2. Termina la clase

-Podéis levantaros...-.

La señorita Márquez decía siempre esas palabras como prueba de su buena voluntad al finalizar las clases. Fin del suplicio.

Para mi, sinceramente, el verbo "poder" era un extraño en su lenguaje si este no era utilizado para mandarnos, de forma edulcorada, la realización de una tarea, un recado o una lectura.

Algo. Lo que fuera.

En cambio aquel "podéis" implicaba permiso, y ese permiso se transformaba rápidamente en posesión por parte del que lo otorgaba.

(Ese era yo. Esas eran mi cabeza y, lo que acabáis de leer, los pensamientos de un niño de 12 años.)
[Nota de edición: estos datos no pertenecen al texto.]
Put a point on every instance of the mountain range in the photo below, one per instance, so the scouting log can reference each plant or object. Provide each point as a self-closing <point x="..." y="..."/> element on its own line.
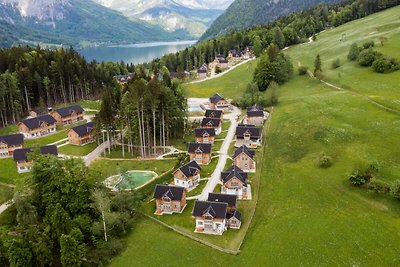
<point x="191" y="16"/>
<point x="242" y="14"/>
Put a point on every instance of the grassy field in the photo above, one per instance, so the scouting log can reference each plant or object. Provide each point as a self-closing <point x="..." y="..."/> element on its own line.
<point x="11" y="129"/>
<point x="335" y="43"/>
<point x="232" y="85"/>
<point x="73" y="150"/>
<point x="308" y="216"/>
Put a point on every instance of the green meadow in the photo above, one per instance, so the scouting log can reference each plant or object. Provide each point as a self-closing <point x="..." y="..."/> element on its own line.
<point x="306" y="215"/>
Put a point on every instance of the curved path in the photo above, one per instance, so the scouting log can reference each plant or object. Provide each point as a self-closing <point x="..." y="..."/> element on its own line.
<point x="223" y="156"/>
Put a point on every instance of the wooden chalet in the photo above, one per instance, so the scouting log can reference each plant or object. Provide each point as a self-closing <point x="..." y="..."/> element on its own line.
<point x="24" y="164"/>
<point x="205" y="135"/>
<point x="169" y="199"/>
<point x="248" y="135"/>
<point x="210" y="217"/>
<point x="9" y="143"/>
<point x="244" y="159"/>
<point x="81" y="134"/>
<point x="38" y="126"/>
<point x="188" y="175"/>
<point x="255" y="115"/>
<point x="200" y="152"/>
<point x="215" y="124"/>
<point x="218" y="102"/>
<point x="68" y="115"/>
<point x="235" y="183"/>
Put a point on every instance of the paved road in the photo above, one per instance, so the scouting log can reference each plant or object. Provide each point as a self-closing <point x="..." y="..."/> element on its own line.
<point x="216" y="175"/>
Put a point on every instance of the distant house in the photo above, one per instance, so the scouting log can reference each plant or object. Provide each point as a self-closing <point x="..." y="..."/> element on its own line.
<point x="68" y="115"/>
<point x="210" y="217"/>
<point x="255" y="115"/>
<point x="202" y="71"/>
<point x="188" y="175"/>
<point x="244" y="159"/>
<point x="205" y="135"/>
<point x="82" y="134"/>
<point x="200" y="152"/>
<point x="214" y="114"/>
<point x="9" y="143"/>
<point x="247" y="52"/>
<point x="235" y="183"/>
<point x="218" y="102"/>
<point x="21" y="156"/>
<point x="248" y="135"/>
<point x="169" y="199"/>
<point x="212" y="123"/>
<point x="38" y="126"/>
<point x="234" y="219"/>
<point x="231" y="200"/>
<point x="235" y="55"/>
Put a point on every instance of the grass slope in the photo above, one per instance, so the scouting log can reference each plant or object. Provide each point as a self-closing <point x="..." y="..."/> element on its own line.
<point x="306" y="215"/>
<point x="231" y="85"/>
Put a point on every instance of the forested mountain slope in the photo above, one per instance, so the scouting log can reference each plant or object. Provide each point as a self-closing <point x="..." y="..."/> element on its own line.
<point x="245" y="13"/>
<point x="70" y="22"/>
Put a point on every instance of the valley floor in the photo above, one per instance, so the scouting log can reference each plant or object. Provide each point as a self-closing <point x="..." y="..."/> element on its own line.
<point x="308" y="216"/>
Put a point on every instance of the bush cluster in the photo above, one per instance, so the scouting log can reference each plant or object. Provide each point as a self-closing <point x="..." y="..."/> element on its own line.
<point x="367" y="57"/>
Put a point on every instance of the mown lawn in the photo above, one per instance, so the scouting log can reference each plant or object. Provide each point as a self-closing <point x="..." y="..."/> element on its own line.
<point x="73" y="150"/>
<point x="231" y="85"/>
<point x="10" y="129"/>
<point x="335" y="43"/>
<point x="108" y="167"/>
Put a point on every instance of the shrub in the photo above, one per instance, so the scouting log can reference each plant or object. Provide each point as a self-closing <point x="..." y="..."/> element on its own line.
<point x="354" y="52"/>
<point x="367" y="57"/>
<point x="368" y="44"/>
<point x="395" y="189"/>
<point x="324" y="161"/>
<point x="336" y="63"/>
<point x="385" y="65"/>
<point x="303" y="70"/>
<point x="378" y="185"/>
<point x="357" y="178"/>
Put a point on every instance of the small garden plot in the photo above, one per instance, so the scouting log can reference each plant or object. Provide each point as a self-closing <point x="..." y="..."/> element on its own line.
<point x="129" y="180"/>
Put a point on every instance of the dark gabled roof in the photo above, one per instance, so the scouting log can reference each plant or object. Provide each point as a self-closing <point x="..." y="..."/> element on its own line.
<point x="255" y="113"/>
<point x="212" y="113"/>
<point x="234" y="171"/>
<point x="223" y="198"/>
<point x="255" y="133"/>
<point x="205" y="148"/>
<point x="215" y="209"/>
<point x="235" y="214"/>
<point x="64" y="112"/>
<point x="12" y="139"/>
<point x="190" y="169"/>
<point x="255" y="107"/>
<point x="244" y="149"/>
<point x="173" y="192"/>
<point x="210" y="122"/>
<point x="36" y="122"/>
<point x="216" y="98"/>
<point x="199" y="132"/>
<point x="21" y="154"/>
<point x="83" y="129"/>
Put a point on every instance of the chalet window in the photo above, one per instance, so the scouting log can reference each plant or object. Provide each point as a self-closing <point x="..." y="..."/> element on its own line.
<point x="208" y="217"/>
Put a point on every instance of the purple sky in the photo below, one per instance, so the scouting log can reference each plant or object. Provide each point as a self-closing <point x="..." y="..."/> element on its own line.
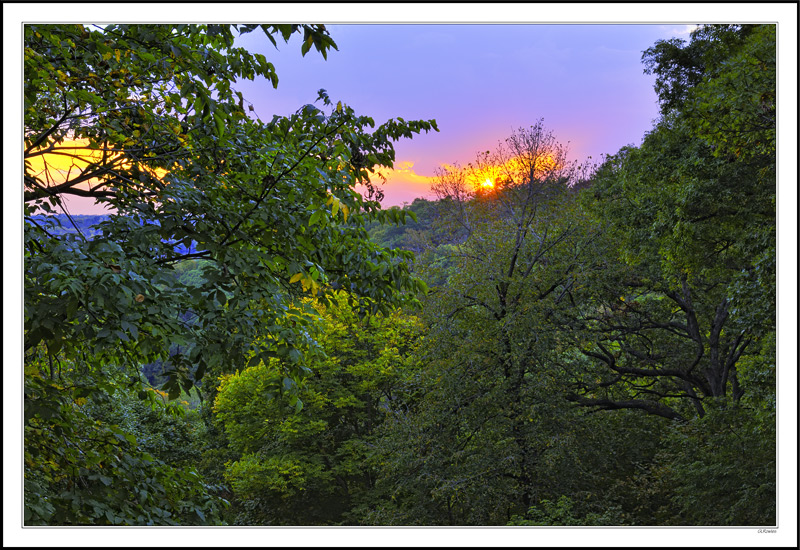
<point x="479" y="81"/>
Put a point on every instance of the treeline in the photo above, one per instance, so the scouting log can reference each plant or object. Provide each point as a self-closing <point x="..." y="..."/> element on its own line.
<point x="571" y="346"/>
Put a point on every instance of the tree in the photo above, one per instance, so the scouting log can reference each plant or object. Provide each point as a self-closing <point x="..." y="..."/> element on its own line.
<point x="474" y="450"/>
<point x="694" y="225"/>
<point x="145" y="120"/>
<point x="314" y="466"/>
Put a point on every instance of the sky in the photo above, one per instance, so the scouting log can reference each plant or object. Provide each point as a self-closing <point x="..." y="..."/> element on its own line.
<point x="480" y="82"/>
<point x="481" y="71"/>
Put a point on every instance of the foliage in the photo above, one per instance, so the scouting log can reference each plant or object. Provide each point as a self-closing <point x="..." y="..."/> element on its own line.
<point x="561" y="513"/>
<point x="311" y="466"/>
<point x="473" y="450"/>
<point x="692" y="293"/>
<point x="94" y="454"/>
<point x="145" y="120"/>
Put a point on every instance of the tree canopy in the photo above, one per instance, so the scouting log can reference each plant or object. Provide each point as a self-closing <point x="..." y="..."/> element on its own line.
<point x="145" y="119"/>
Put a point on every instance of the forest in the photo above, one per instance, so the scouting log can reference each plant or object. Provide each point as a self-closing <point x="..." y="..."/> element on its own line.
<point x="247" y="339"/>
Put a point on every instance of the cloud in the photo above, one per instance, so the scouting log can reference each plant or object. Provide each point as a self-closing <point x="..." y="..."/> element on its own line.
<point x="403" y="184"/>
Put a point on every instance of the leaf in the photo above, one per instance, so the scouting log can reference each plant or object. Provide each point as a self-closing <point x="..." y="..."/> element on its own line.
<point x="220" y="123"/>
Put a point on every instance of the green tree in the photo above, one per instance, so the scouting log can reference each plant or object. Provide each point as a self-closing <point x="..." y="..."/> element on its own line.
<point x="313" y="466"/>
<point x="693" y="229"/>
<point x="145" y="120"/>
<point x="474" y="449"/>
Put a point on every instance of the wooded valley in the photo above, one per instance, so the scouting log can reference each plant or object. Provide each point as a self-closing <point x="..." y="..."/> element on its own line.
<point x="246" y="339"/>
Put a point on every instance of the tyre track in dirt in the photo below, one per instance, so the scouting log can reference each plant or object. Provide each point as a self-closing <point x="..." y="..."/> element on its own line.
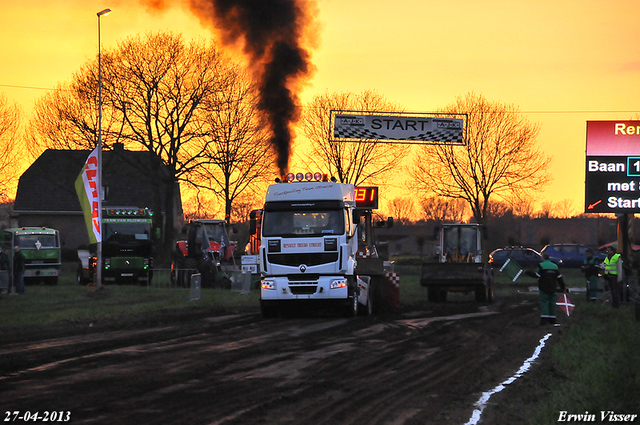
<point x="393" y="369"/>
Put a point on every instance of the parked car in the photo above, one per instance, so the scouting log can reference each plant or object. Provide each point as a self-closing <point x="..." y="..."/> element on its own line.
<point x="525" y="257"/>
<point x="570" y="254"/>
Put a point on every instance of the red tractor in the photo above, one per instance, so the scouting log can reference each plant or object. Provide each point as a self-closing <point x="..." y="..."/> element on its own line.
<point x="207" y="251"/>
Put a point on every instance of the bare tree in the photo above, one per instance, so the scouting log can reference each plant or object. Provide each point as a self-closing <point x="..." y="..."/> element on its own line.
<point x="160" y="86"/>
<point x="500" y="157"/>
<point x="10" y="116"/>
<point x="442" y="209"/>
<point x="402" y="210"/>
<point x="237" y="145"/>
<point x="67" y="117"/>
<point x="350" y="162"/>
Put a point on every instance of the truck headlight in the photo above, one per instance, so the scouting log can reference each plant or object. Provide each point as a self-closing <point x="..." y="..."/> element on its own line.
<point x="268" y="284"/>
<point x="338" y="283"/>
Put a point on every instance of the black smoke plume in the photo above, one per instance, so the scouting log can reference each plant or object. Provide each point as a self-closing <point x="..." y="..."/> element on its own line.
<point x="273" y="32"/>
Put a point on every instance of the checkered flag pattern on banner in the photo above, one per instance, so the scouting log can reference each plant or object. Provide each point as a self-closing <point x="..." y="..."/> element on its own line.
<point x="440" y="136"/>
<point x="511" y="269"/>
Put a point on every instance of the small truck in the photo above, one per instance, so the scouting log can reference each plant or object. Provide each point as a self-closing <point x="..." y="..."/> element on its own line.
<point x="459" y="267"/>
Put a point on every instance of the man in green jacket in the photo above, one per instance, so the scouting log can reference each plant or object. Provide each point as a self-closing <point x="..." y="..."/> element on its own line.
<point x="548" y="279"/>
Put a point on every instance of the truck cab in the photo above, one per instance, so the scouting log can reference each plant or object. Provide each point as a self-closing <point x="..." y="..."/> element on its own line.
<point x="41" y="249"/>
<point x="308" y="246"/>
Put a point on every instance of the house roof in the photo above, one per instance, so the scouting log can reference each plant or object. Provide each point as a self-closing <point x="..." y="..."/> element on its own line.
<point x="48" y="184"/>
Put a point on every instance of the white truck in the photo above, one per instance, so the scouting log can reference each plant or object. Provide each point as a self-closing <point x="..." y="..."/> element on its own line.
<point x="310" y="233"/>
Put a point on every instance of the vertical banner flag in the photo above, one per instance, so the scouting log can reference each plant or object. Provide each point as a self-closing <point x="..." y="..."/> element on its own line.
<point x="87" y="185"/>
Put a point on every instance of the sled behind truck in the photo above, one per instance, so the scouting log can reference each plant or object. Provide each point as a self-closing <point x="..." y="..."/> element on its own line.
<point x="459" y="267"/>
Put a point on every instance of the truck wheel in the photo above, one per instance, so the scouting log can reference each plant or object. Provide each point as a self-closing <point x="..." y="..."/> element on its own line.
<point x="481" y="293"/>
<point x="432" y="295"/>
<point x="352" y="308"/>
<point x="268" y="312"/>
<point x="368" y="309"/>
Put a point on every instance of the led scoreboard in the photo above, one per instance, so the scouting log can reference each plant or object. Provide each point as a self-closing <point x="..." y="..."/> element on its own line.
<point x="612" y="176"/>
<point x="366" y="197"/>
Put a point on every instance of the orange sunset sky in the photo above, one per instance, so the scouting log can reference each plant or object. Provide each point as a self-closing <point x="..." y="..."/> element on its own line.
<point x="561" y="62"/>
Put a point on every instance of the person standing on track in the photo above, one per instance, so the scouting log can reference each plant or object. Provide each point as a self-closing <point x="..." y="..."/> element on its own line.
<point x="591" y="269"/>
<point x="613" y="275"/>
<point x="548" y="279"/>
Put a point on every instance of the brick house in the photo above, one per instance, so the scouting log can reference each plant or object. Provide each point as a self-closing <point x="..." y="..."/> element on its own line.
<point x="46" y="194"/>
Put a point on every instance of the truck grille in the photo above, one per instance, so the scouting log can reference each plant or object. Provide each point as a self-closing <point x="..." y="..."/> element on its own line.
<point x="310" y="259"/>
<point x="303" y="288"/>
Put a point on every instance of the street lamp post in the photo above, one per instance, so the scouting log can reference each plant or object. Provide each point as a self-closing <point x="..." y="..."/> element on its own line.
<point x="99" y="250"/>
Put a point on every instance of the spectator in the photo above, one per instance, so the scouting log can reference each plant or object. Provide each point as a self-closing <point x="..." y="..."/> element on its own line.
<point x="548" y="279"/>
<point x="18" y="270"/>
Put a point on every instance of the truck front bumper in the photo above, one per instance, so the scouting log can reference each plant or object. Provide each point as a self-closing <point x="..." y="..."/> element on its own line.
<point x="323" y="288"/>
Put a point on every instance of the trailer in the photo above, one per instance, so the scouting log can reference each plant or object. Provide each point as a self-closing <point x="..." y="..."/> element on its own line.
<point x="459" y="267"/>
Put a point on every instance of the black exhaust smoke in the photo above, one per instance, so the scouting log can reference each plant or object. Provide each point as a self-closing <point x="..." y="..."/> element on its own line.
<point x="273" y="32"/>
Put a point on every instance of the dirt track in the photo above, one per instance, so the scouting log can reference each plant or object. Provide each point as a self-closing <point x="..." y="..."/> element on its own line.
<point x="424" y="365"/>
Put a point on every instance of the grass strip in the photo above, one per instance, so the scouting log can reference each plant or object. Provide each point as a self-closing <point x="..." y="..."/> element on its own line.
<point x="595" y="366"/>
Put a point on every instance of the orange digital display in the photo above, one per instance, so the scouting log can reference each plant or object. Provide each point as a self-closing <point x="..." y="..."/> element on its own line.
<point x="366" y="197"/>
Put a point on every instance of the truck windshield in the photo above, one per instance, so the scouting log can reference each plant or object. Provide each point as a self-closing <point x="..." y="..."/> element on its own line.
<point x="127" y="232"/>
<point x="215" y="231"/>
<point x="303" y="223"/>
<point x="29" y="241"/>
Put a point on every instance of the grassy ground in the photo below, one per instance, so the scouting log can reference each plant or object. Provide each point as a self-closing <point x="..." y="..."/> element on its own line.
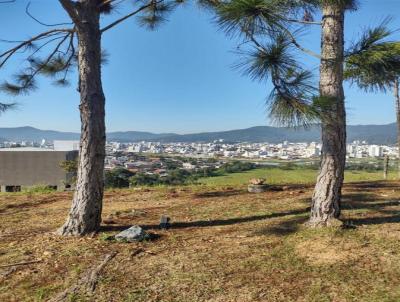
<point x="295" y="176"/>
<point x="224" y="245"/>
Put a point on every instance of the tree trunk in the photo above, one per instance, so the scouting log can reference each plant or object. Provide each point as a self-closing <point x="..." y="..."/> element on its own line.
<point x="385" y="167"/>
<point x="397" y="100"/>
<point x="85" y="213"/>
<point x="325" y="207"/>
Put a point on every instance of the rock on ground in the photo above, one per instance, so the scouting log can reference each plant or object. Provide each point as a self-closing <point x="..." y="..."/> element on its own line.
<point x="134" y="233"/>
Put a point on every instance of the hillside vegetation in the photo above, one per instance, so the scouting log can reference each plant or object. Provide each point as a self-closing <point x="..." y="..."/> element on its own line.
<point x="224" y="244"/>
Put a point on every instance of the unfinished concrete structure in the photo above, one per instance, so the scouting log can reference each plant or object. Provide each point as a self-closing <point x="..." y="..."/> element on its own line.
<point x="26" y="167"/>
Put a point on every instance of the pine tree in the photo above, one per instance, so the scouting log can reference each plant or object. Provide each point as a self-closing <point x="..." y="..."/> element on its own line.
<point x="375" y="66"/>
<point x="271" y="28"/>
<point x="78" y="45"/>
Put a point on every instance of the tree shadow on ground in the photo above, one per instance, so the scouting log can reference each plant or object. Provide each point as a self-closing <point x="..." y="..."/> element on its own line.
<point x="23" y="206"/>
<point x="350" y="201"/>
<point x="211" y="223"/>
<point x="283" y="228"/>
<point x="372" y="185"/>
Me levanté del pupitre para recoger mis bártulos al tiempo que mi compañero se mantenía ocupado rememorando el último tiro fallado durante el partido del recreo.

- Tío, date prisa que no llegamos... – le dije sacándole del partido mental
- Espera, en seguida estoy… - me respondió mientras guardaba su balón en la cartera doblando para ello al máximo el cuaderno gris que le había acompañado, sobre la mesa, durante toda la mañana- un poco más... – con un empujón final, y un ligero crack, terminó su trabajo con una sonrisa.
- Vamos.

Tras ponernos las carteras sobre la espalda huimos con paso rápido de la clase evitando mirar la sonrisa angelical que nuestra querida señorita dedicaba a sus alumnos al final de la jornada. Debíamos darnos prisa porque fuera nos estaba esperando el autobús de la ruta y su conductor,
Tomás, era un tipo bastante peculiar en cuanto al sentido de la puntualidad se refiere. Por costumbre arrancaba siempre el coche cinco minutos después de haber terminado las clases y comenzaba a mover el vehículo, despacio, a lo largo de la avenida en la cual estaba nuestro colegio. De este modo cuanto más tardaras en salir más debías correr para cogerlo antes de la señal de ceda el paso en la cual hacia su única parada previa a la desaparición.

Aquel día, por primera vez, no cogí el autobús.